Fitzsimmons pointed to one surgeon who faced criminal charges for using a patient to obtain prescription painkillers for himself and another who was convicted of falsifying a patient’s records to protect himself in a malpractice case.

“These guys are still practicing, and their colleagues have done nothing about it,” he said. “If they want less suits, they should do something to police themselves, because right now they aren’t doing anything.”

The current walkout was another example of doctors placing their own wealth ahead of their patient’s well being, Fitzsimmons said.

Parentau, who performed an emergency surgery Friday morning, said that he and his colleagues have done everything they can to safeguard their patients during the work stoppage.

“We’re not going to let people die or suffer, but we have decided that until something changes we can’t take any new patients.
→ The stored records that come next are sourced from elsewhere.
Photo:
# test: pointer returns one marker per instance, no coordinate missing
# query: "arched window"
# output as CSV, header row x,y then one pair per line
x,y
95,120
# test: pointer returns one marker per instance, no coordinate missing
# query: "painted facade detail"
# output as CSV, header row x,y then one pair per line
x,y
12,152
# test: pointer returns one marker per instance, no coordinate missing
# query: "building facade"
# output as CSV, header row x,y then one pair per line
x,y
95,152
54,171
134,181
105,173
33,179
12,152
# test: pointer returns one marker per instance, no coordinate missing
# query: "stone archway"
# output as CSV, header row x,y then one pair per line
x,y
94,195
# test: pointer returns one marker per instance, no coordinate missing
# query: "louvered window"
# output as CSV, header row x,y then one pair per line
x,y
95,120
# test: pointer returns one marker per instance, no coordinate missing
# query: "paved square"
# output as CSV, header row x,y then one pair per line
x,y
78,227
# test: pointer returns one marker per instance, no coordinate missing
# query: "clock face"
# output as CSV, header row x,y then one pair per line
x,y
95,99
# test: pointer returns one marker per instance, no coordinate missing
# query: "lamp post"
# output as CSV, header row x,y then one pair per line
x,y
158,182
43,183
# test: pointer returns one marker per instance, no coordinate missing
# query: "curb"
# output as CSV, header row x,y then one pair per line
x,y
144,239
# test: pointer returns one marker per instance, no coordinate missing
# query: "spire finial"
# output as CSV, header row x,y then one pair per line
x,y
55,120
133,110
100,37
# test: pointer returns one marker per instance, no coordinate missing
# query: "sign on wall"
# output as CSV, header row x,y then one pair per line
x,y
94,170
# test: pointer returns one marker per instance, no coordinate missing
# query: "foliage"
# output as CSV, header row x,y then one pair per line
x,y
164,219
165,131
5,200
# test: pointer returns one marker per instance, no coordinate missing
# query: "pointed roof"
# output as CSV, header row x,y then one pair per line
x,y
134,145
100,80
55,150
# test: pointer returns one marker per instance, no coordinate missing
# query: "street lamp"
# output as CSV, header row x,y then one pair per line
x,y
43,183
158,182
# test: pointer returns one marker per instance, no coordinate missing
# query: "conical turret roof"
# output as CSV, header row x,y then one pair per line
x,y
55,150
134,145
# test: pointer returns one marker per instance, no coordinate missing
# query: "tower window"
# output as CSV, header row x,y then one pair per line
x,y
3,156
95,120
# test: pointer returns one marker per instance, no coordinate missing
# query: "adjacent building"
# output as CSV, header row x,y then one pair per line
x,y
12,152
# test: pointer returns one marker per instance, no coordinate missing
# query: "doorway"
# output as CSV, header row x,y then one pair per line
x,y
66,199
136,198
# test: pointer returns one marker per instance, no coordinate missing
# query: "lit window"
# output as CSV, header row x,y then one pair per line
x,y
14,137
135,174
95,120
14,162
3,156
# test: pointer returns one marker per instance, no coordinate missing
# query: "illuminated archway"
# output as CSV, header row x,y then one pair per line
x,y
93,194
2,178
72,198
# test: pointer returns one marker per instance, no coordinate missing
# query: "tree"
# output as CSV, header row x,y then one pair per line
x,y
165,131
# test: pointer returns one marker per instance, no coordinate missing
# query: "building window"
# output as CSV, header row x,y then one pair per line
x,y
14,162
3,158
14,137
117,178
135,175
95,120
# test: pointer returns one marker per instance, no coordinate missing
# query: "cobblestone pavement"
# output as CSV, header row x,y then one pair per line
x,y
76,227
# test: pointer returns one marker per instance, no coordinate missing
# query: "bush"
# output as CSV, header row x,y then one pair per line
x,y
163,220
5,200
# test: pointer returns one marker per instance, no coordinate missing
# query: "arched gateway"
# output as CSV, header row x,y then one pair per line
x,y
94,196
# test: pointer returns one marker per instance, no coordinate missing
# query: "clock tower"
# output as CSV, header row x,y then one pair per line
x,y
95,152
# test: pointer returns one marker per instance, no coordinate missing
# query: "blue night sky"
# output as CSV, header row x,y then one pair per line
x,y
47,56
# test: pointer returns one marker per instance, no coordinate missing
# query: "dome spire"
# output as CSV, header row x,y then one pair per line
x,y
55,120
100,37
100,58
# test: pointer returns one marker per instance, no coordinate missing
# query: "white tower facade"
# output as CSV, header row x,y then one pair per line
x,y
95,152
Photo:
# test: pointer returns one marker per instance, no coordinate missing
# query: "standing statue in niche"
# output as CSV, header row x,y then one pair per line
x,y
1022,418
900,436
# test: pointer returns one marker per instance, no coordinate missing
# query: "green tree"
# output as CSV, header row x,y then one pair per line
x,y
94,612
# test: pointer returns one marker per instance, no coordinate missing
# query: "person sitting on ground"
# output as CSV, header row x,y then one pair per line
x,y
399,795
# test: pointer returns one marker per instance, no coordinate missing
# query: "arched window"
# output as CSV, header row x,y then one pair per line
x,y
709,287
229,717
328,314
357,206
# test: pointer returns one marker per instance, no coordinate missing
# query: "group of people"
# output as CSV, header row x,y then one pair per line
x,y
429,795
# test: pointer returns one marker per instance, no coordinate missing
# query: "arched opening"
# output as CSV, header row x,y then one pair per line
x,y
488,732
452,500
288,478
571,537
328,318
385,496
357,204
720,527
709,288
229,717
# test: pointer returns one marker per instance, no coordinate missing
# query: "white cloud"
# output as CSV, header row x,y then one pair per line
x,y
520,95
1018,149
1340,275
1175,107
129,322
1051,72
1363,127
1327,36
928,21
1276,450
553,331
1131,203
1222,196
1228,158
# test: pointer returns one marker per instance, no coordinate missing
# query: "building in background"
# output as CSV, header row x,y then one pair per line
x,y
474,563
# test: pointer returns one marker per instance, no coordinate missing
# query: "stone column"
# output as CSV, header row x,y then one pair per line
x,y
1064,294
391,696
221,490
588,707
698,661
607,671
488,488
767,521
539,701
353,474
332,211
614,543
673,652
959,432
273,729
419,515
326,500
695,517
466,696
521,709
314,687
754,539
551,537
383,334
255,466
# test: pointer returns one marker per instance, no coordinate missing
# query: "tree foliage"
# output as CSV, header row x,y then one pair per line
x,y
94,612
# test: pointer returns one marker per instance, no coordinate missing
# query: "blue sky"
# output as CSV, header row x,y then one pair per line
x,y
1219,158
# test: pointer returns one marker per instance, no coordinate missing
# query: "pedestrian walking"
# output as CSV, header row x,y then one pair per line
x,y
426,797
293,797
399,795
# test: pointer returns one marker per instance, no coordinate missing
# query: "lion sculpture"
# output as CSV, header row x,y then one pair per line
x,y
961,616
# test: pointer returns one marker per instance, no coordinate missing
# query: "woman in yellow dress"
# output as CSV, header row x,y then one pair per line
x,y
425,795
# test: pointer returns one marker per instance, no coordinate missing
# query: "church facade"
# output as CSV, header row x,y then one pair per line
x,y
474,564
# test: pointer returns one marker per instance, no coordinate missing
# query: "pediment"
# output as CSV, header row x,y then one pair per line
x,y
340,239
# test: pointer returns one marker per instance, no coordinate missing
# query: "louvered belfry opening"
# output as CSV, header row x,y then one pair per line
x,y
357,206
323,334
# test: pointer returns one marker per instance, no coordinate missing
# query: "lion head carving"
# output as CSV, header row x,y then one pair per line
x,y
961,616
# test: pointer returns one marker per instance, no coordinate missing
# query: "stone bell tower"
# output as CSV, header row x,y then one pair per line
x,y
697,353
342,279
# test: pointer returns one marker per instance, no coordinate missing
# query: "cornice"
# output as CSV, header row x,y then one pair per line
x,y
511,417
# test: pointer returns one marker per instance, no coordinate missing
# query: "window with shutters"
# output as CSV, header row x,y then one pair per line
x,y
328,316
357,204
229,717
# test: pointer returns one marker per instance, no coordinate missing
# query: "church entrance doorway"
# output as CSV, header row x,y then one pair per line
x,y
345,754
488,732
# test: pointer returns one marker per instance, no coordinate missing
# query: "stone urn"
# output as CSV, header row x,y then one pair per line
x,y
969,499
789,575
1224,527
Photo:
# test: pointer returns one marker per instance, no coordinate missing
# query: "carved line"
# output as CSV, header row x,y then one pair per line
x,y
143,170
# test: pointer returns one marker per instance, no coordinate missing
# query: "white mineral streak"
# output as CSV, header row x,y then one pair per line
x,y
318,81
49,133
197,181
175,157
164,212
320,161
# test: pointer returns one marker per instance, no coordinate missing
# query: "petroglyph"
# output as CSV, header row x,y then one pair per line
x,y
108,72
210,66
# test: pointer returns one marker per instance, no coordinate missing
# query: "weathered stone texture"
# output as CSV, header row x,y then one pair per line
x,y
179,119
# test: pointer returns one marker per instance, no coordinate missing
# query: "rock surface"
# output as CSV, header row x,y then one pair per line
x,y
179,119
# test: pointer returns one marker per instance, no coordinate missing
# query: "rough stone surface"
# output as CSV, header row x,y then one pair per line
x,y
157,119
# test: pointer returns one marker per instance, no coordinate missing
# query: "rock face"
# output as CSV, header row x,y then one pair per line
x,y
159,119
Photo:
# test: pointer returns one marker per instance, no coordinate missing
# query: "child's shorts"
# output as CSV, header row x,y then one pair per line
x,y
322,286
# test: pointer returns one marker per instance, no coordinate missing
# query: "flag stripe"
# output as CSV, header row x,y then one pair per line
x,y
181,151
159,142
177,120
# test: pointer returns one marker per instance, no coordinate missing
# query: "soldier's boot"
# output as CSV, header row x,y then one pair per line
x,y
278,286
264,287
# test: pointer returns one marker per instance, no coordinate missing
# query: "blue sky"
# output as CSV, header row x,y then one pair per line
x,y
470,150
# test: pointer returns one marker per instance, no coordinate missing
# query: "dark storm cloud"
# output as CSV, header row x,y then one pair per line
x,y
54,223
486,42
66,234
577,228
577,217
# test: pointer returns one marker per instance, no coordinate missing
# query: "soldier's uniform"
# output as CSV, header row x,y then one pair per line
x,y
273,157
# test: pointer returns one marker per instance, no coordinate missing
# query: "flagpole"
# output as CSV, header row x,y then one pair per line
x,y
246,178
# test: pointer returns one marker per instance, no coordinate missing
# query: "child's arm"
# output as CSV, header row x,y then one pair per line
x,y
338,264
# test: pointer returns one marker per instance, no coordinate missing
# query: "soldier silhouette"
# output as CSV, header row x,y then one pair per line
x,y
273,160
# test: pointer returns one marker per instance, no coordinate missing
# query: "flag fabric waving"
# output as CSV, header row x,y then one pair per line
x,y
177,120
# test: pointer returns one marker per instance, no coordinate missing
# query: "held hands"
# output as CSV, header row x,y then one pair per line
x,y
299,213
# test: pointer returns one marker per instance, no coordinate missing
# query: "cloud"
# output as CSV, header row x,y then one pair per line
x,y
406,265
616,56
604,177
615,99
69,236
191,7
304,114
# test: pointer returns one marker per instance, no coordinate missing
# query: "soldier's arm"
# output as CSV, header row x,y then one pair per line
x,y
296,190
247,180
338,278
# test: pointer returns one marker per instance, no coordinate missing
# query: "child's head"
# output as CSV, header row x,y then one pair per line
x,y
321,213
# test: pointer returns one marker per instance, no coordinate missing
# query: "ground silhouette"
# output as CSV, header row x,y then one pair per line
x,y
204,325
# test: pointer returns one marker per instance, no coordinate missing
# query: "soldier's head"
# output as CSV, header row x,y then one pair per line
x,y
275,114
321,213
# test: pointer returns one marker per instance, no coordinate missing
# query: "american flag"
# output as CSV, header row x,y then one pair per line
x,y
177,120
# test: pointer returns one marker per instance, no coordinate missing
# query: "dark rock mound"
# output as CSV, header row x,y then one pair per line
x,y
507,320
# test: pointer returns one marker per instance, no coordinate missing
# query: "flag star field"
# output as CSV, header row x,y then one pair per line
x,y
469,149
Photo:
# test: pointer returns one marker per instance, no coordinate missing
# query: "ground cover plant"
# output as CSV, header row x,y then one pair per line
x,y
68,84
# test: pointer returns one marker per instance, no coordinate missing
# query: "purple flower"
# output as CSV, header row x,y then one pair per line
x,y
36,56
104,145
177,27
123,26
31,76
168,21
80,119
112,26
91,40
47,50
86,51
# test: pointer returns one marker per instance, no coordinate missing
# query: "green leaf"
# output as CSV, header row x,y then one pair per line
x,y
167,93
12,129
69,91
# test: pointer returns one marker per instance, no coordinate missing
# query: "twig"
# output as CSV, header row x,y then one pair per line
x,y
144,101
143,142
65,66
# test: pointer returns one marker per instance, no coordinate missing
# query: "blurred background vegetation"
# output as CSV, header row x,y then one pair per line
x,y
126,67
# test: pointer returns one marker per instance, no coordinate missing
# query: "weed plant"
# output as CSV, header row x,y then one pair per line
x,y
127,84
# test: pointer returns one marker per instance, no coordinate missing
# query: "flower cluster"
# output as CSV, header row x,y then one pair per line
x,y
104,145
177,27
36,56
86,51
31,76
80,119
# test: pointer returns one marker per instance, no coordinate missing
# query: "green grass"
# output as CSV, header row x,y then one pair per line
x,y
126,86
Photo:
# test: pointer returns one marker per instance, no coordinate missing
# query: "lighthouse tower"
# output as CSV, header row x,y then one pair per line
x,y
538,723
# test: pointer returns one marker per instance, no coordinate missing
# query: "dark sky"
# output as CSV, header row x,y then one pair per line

There’s just too much uncertainty,” Parentau said. “I’m not from here. I came here to practice medicine at a great heart center with great doctors, but if something doesn’t change I’ll have to go back to the Midwest.

“I’m 43. I should be in the prime of my professional life. Instead, I come to work thinking about premiums and politics. What I should be thinking about first and foremost is my patients’ care.”

Parentau said that he and the other members of the walkout saw the success doctors in Charleston had when orthopedic surgeons there caused Charleston Area Medical Center to loose its Level One trauma designation.

“We watched that with great interest,” Parentau said. “They lost their trauma status, and the governor came in and struck a deal. It made us wonder if we would have to do something similar to get any attention.”

Parentau said that he pays about $ 100,000 in malpractice insurance premiums each year – which has amounted to a 20 percent increase for each of the past three years, all over a period in which he has not been sued once.